The following are the results.

1
2
3
4
$ go run main.go
http://example.com/v1/posts?page_no=1&a=b
http://example.com/v1/posts?page_no=1&a=b&text=text with spaces
http://example.com/v1/posts?page_no=1&a=b&text=text with spaces&chinese=桃子

It’s hard to read so much hardcoding. I don’t think you’ve seen many URLs with spaces, have you? The ones with Chinese characters are probably not very standardized either, right? I’m very bitter.
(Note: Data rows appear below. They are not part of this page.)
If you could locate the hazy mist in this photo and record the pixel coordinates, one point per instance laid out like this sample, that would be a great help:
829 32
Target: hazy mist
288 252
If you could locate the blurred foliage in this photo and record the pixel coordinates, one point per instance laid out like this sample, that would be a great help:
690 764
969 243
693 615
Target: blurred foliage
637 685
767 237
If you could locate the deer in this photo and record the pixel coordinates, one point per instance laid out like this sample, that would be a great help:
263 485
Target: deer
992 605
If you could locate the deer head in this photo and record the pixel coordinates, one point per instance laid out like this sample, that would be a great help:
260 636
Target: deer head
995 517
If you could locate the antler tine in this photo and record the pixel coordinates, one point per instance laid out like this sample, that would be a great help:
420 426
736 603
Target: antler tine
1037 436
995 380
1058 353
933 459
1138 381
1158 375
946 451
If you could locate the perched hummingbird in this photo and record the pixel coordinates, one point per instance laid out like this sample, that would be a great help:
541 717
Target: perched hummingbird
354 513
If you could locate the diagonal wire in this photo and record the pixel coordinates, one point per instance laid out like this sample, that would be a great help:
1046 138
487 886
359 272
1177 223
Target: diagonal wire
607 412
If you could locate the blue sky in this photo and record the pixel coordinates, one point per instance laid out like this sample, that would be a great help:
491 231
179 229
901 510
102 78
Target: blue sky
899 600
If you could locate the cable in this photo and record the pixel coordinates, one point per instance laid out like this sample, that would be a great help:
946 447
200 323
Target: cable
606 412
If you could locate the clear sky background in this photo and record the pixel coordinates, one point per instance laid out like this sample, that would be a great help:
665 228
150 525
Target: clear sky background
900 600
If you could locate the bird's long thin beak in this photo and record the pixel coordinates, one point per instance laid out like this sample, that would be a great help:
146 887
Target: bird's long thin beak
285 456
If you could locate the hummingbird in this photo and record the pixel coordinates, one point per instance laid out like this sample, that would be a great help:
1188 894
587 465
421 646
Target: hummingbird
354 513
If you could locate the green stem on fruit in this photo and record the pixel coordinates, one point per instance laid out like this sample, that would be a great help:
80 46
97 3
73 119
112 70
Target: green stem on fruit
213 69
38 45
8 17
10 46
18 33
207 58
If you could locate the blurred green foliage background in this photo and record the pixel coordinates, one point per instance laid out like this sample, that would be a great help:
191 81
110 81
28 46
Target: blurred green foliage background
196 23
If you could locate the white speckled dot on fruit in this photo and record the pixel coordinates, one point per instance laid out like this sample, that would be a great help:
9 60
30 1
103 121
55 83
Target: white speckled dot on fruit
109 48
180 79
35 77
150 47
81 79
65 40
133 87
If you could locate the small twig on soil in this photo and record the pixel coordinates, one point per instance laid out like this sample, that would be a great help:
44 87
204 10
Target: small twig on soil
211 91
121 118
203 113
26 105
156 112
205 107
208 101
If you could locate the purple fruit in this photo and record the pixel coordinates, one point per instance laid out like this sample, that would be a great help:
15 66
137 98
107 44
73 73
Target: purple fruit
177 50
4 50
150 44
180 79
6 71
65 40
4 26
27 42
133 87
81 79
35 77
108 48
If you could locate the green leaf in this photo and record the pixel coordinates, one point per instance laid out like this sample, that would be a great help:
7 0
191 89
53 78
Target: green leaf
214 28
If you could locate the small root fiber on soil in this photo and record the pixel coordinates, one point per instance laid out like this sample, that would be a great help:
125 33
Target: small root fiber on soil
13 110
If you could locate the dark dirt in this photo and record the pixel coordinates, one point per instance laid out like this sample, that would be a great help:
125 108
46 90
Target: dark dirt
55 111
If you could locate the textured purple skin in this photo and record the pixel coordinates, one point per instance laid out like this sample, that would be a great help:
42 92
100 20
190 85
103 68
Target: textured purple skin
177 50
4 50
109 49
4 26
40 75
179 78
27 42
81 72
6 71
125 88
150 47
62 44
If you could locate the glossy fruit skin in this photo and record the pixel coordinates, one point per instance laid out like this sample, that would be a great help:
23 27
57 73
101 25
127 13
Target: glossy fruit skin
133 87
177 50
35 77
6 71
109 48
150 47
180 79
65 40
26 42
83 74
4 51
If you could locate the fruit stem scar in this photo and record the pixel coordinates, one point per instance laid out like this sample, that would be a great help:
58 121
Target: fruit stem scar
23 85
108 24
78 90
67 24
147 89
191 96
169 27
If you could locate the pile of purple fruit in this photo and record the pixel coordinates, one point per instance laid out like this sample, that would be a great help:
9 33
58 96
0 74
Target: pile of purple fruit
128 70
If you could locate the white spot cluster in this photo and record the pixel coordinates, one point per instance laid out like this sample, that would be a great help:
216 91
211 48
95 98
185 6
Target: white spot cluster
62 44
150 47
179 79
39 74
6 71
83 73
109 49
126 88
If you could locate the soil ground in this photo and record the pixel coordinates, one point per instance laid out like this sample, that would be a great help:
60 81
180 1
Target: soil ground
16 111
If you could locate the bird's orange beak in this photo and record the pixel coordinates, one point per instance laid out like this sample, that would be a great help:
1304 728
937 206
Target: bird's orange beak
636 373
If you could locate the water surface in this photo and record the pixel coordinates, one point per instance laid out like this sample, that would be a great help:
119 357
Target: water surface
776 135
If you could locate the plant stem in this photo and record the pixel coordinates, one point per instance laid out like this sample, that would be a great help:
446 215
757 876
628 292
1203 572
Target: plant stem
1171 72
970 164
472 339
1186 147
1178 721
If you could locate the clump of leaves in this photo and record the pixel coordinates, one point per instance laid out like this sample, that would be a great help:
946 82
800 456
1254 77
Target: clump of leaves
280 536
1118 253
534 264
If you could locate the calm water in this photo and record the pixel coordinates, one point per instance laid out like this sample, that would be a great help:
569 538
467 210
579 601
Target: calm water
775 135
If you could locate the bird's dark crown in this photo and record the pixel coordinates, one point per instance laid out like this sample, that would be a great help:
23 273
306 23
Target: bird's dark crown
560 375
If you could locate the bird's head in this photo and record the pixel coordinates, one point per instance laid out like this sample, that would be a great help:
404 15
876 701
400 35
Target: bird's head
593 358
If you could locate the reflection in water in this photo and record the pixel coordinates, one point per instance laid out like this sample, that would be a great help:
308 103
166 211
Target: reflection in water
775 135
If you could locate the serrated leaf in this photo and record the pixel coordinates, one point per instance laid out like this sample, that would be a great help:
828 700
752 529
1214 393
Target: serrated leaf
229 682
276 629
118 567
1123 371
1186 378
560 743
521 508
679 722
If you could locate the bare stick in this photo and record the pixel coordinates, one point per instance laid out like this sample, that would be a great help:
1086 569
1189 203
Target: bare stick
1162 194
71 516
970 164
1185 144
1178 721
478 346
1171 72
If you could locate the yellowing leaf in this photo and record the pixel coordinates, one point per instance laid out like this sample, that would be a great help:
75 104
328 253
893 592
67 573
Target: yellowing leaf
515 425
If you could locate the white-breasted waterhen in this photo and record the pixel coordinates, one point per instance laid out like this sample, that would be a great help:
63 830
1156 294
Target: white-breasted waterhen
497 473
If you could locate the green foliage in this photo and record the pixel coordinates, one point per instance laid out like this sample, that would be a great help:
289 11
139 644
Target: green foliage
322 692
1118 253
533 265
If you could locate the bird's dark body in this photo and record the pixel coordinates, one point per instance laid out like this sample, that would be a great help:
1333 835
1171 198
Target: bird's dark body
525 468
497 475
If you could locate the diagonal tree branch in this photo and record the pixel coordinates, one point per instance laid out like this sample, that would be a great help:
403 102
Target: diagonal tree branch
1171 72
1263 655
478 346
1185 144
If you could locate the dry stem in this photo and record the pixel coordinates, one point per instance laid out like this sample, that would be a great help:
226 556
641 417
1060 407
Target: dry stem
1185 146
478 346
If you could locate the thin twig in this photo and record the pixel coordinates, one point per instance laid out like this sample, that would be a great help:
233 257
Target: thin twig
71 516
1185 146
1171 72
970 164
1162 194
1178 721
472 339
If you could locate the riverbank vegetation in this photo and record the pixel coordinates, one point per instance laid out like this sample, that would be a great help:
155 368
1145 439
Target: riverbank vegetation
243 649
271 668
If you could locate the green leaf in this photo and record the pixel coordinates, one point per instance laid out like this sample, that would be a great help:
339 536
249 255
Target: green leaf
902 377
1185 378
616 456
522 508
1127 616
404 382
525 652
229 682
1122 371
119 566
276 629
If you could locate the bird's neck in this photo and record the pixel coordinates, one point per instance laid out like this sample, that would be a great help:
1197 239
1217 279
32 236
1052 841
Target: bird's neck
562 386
The following is what I think is a more standard and safe way to write.

 1
 2
 3
 4
 5
 6
 7
 8
 9
10
11
12
13
14
15
16
17
18
19
20
21
package main

import (
    "fmt"
    "log"
    "net/url"
)

func main() {
    u, err := url.Parse(`http://example.com/v1/posts?existed=query`)
    if err != nil {
        log.Fatalln(err)
    }
    q := u.Query()
    q.Set(`page_no`, `1`)
    q.Set(`a`, `b`)
    q.Set(`text`, `text with spaces`)
    q.Set(`chinese`, `桃子`)
    u.RawQuery = q.Encode()
    fmt.Println(u.String())
}

Output results.

1
2
$ go run main.go
http://example.com/v1/posts?a=b&chinese=%E6%A1%83%E5%AD%90&existed=query&page_no=1&text=text+with+spaces

Finally

I don’t know if you have made similar mistakes, but I have made them many times before anyway, so I have a summary like this today.

I also don’t know if other languages have similar problems is, at least I used to write C, C++, Lua, PHP, Javascript, etc. all have similar problems.